A disappointing result for CAP reform vote
So, after three and a half hours of voting through over 700 amendments and compromises MEPs on the Agriculture Committee this afternoon finally adopted their position on the Commission's proposed CAP health check. This was the report drafted by the Portuguese Socialist MEP Luis Manuel Capoulas Santos.
We lost many of our amendments and to be honest I was disappointed with the result not least because of all the efforts that had gone in from our side and the fact that this package of reforms was supposed to be about tidying up the 2003 reforms and making things much simpler for our farmers when the Committee seemed to go in the opposite direction in voting something through that actually complicates things more.

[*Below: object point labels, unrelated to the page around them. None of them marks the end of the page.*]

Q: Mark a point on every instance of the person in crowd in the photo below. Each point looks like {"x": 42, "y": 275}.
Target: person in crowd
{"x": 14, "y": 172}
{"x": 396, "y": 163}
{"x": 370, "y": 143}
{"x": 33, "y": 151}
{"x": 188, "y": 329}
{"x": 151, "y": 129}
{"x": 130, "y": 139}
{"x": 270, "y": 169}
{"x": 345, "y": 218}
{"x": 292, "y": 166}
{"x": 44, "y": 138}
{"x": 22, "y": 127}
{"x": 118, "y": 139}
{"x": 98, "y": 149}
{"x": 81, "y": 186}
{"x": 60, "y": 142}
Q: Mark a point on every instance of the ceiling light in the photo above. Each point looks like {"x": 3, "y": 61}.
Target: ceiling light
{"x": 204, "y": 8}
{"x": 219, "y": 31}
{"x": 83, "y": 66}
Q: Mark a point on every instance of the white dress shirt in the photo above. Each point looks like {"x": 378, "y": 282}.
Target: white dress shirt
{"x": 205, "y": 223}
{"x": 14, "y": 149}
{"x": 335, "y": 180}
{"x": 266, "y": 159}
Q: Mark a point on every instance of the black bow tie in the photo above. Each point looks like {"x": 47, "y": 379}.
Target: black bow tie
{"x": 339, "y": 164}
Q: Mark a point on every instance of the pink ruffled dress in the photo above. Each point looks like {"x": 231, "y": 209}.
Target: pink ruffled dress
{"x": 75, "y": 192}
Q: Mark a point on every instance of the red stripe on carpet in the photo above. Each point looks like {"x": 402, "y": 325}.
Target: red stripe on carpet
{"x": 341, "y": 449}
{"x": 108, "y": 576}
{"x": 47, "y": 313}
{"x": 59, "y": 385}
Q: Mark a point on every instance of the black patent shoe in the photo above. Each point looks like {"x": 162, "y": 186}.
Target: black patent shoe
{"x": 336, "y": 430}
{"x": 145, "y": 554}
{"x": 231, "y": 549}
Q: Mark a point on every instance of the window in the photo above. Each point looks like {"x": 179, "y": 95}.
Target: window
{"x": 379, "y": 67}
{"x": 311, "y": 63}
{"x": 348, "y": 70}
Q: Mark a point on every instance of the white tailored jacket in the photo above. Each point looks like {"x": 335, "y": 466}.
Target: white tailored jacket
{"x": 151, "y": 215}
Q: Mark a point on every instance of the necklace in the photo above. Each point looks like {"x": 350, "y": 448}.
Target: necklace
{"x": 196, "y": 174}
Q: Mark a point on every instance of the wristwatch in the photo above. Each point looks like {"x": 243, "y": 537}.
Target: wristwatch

A number of our ideas were taken up and these include the decoupling of farm payments in the sheep, goat and beef sectors as a way in which to try and eliminate distortions of competition and to simplify the single payment scheme for farmers by including them in this scheme . We also sought to ensure that as compulsory modulation across the EU increases, voluntary modulation must be reduced so as to ensure a level playing field for Scotland’s farmers and that they are not at a competitive disadvantage compared to our European counterparts. And at the same time the level of rural development funding must not be lowered as a result.
Our amendments to make set aside a normal entitlement, thereby allowing farmers to produce for the market, got through as did our attempt to reduce the administrative and financial burden of cross compliance.
In the end all we could do was to give the Santos report a yellow card. We’ll have another chance at the report when it comes before the plenary in November so a lot can happen between now and then.